Force boss denies union cuts claims

News story
News story

WIGAN police chiefs today insisted there had been no cuts to the number of police community support officers patrolling the borough’s streets.

Unison, which represents the majority of PCSOs, claims that more than one in six such jobs in the North West have been cut since the coalition came to power.

But the Chief Constable of Greater Manchester Police Sir Peter Fahy told the Wigan Evening Post that PCSOs play a “vital part” in neighbourhood policing. And he revealed that the force took on 53 recruits in January and a further 48 in April, following a further two intakes last year.

Sir Peter insisted: “GMP has maintained its budget for PCSOs with the support of the Police and Crime Commissioner. Any reduction in numbers is due to a number of temporary vacancies which have now been filled.”

Nationally, Unison fears cuts to PCSO numbers could lead to rise in crime. According the Unison report, 337 front line police community support officer (PCSO) jobs in the region have gone since 2011 – a 16 per cent reduction – despite Ministers’ public commitment to protect front line policing.

The report, Trouble in the Neighbourhood, claims that the number of PCSOs in Greater Manchester Police has been reduced over this period by six per cent.

And only five police forces out of the 39 in England have maintained or increased their number of PCSOs with

60 per cent of UNISON members working as PCSOs seeing cuts in staff or resources in their police force.

As well as a reduction in the number of PCSOs, cuts in supporting roles also impact on front line policing as PCSOs often find themselves covering for these roles and spending less time out in the community.

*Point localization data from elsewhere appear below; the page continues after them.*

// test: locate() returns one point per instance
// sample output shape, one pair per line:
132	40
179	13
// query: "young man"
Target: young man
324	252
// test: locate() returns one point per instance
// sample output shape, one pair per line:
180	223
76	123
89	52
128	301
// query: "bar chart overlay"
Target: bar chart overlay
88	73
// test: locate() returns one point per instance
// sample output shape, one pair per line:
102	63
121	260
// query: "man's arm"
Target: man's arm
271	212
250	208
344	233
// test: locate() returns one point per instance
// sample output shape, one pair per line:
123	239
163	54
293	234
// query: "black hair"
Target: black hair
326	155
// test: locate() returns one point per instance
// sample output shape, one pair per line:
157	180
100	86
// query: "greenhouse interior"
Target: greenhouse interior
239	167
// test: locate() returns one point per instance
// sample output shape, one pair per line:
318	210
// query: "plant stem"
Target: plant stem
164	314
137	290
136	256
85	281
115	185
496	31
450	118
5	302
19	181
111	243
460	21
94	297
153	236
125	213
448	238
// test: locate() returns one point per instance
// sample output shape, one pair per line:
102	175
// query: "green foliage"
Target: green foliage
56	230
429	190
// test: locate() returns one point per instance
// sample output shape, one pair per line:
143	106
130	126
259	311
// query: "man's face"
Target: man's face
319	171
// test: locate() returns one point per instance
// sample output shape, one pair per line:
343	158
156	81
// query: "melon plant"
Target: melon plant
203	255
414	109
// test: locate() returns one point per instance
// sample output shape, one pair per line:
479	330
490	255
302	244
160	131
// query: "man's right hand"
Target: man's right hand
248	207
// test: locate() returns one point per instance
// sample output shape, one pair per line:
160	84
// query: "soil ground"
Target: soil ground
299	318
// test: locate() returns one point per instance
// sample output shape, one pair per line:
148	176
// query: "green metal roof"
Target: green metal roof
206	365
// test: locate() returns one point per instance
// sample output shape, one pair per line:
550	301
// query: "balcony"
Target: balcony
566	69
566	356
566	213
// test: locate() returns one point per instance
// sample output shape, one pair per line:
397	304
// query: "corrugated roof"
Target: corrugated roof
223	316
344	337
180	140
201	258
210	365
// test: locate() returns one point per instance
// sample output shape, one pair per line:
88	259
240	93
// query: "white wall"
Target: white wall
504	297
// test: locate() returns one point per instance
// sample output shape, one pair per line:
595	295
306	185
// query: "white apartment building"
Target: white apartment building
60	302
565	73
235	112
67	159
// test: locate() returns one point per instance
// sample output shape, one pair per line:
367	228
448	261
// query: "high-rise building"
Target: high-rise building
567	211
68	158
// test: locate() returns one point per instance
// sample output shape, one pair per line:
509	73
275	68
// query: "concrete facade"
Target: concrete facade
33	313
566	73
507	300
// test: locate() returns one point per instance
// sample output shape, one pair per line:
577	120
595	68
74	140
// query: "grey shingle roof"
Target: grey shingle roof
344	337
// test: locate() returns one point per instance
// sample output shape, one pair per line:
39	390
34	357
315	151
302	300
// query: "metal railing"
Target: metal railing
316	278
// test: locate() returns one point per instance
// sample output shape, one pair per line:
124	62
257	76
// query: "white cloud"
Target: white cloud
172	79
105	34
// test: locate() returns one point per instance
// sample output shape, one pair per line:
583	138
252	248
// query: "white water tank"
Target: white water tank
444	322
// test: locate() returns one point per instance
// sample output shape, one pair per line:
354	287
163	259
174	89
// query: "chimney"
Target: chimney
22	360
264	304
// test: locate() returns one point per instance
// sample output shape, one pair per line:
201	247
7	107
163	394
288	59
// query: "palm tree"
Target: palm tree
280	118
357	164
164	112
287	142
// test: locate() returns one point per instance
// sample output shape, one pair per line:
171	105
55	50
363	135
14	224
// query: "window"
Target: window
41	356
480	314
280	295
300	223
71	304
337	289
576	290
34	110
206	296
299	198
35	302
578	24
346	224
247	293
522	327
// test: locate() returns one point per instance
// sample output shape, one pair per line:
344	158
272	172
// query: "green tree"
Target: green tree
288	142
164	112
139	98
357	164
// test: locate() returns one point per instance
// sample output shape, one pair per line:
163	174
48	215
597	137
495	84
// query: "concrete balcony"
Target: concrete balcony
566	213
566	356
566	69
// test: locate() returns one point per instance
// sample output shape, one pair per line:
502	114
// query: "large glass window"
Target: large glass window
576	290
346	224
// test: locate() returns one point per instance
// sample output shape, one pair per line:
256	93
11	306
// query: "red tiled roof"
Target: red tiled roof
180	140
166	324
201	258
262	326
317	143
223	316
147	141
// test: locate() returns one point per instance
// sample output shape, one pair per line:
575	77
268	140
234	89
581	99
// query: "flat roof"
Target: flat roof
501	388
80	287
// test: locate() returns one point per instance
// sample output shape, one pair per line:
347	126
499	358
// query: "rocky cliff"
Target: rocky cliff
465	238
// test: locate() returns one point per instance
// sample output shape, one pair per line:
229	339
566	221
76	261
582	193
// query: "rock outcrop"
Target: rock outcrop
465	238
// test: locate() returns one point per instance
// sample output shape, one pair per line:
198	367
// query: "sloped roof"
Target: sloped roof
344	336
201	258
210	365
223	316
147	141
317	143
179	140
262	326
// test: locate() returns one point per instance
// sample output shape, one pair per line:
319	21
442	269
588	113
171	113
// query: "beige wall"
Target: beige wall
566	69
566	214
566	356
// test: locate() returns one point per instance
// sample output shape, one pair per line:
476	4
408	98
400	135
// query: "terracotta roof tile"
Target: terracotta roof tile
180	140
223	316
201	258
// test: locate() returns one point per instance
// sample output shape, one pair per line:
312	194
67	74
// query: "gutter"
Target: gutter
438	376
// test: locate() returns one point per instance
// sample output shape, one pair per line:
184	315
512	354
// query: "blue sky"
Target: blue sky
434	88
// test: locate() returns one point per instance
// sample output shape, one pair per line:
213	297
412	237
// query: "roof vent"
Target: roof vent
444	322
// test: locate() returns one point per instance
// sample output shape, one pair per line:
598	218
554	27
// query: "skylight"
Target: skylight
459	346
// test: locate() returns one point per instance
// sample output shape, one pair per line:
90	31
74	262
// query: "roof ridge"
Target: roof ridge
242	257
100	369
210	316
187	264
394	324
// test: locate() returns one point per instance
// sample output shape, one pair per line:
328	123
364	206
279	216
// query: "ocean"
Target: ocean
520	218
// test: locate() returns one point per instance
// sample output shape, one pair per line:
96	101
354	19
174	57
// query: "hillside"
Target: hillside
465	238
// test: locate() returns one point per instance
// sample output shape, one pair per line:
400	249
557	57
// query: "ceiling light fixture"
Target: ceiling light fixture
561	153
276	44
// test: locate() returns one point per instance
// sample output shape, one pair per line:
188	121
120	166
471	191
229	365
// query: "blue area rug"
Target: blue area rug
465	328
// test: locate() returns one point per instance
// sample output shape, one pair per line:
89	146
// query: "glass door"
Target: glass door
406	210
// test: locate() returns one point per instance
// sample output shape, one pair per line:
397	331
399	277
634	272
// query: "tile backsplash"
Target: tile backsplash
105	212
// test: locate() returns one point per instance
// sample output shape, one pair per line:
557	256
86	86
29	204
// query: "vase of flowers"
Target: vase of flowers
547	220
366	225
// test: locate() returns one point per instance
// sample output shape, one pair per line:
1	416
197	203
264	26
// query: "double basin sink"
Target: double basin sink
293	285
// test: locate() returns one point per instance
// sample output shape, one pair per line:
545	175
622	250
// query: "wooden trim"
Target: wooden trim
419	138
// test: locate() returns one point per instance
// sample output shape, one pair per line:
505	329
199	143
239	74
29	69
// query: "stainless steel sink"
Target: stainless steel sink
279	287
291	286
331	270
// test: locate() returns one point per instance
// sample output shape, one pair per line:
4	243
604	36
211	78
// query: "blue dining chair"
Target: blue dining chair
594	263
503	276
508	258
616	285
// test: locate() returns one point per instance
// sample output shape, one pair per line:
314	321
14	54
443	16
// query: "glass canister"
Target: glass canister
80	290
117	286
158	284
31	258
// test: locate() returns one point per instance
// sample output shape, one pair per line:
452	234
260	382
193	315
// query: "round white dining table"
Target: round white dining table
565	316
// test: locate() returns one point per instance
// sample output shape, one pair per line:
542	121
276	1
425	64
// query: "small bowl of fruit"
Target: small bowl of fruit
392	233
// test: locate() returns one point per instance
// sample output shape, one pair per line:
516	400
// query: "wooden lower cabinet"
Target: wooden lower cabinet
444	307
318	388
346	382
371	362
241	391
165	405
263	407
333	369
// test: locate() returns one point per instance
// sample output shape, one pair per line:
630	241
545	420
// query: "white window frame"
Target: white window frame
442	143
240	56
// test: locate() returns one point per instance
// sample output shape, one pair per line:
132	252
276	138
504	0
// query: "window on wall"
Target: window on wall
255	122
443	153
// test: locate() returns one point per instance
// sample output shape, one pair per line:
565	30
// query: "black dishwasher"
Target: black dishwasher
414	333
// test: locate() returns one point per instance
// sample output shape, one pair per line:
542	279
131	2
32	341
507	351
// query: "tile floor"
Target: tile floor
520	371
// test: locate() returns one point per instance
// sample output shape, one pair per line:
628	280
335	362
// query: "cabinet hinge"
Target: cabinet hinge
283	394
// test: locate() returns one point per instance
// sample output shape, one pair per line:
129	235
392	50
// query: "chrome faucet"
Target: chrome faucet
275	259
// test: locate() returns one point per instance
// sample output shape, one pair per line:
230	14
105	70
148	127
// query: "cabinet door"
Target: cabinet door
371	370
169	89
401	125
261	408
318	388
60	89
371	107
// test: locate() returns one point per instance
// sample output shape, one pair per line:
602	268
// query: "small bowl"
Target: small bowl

UNISON General Secretary Dave Prentis said: “Neighbourhood policing is dying on the beat.

“What took years to build up is being lost because of reckless Government cuts.

“PCSOs are under growing pressure and they tell us how they have to cover larger beats and more of them have to work alone, often leading them to feel vulnerable.

“They play a key role in intelligence gathering, tackling minor crimes and anti social behaviour.”